Avec Bourdieu, prolonger la mise en suspens de la domination sexiste !

Ce qui n’empêche pas de s’attaquer à la racine du mal ailleurs ! Bourdieu met en évidence l’ontogénèse individuelle et la phylogénèse collective de cette domination qui perdure à des degré divers certes selon les lieux.
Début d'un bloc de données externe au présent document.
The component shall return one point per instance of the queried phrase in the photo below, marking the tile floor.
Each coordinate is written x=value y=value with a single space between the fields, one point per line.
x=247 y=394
Pierre Bourdieu a écrit en fin de son ouvrage « La domination masculine » (Seuil 1998) un « Postcriptum sur la domination et l’amour qui a été remarqué . Il s’agit ici d’insister ! Si dans le monde hétérosexuel dominant, la domination sexuelle est la règle il est à souligner que cette domination cesse avec l’amour fort, avec »l’amour pur" dit Bourdieu. Les femmes donnent beaucoup de bonheur aux hommes et l’inverse aussi est vrai. C’est une expérience marquante, qu’elle dure quelques mois ou quelques années mais pourtant ses vertus sont banalisées au profit de l’amour institutionnalisé plus du côté de la routinisation, de ses normes, avec cependant son cortège maintenu de violences ou de dominations cachées. Alors que l’amour fort donne l’expérience marquante de la réciprocité et de la reconnaissance mutuelle. Il faudrait sans doute s’en souvenir beaucoup plus. Bien plus pour une perspective émancipatrice !

Que dit Pierre Bourdieu p 117 : Pour lui, l’amour pur (sans routinisation) et l’amitié opèrent une sorte de trêve miraculeuse, une mise en suspens des rapports de force entre les sexes ou la domination semble dominée ou, mieux annulée, et la violence virile apaisée. Les femmes civilisent (en général, pas toujours) les rapports humains en les dépouillant de leur grossièreté et de leur brutalité. C’est que l’amour est ce monde clos et parfaitement autarcique qui est le lieu continué d’une série de miracles ; celui de la non violence, que rend possible l’instauration de relations fondées sur la pleine réciprocité et autorisant l’abandon et la remise de soi ; celui de la reconnaissance mutuelle, qui permet, comme dit Sartre, de se sentir « justifié d’exister », assumé jusque dans ses particularités les plus contingentes ou les plus négatives, dans et par une sorte d’absolutisation arbitraire de l’arbitraire d’une rencontre (« parce que c’était lui, parce que c’était moi ») ; celui du désintéressement qui rend possible des relations désintrumentalisées, fondées sur le bonheur de donner du bonheur, de trouver dans l’émerveillement de l’autre, notamment devant l’émerveillement qu’il suscite, des raisons inépuisables de s’émerveiller.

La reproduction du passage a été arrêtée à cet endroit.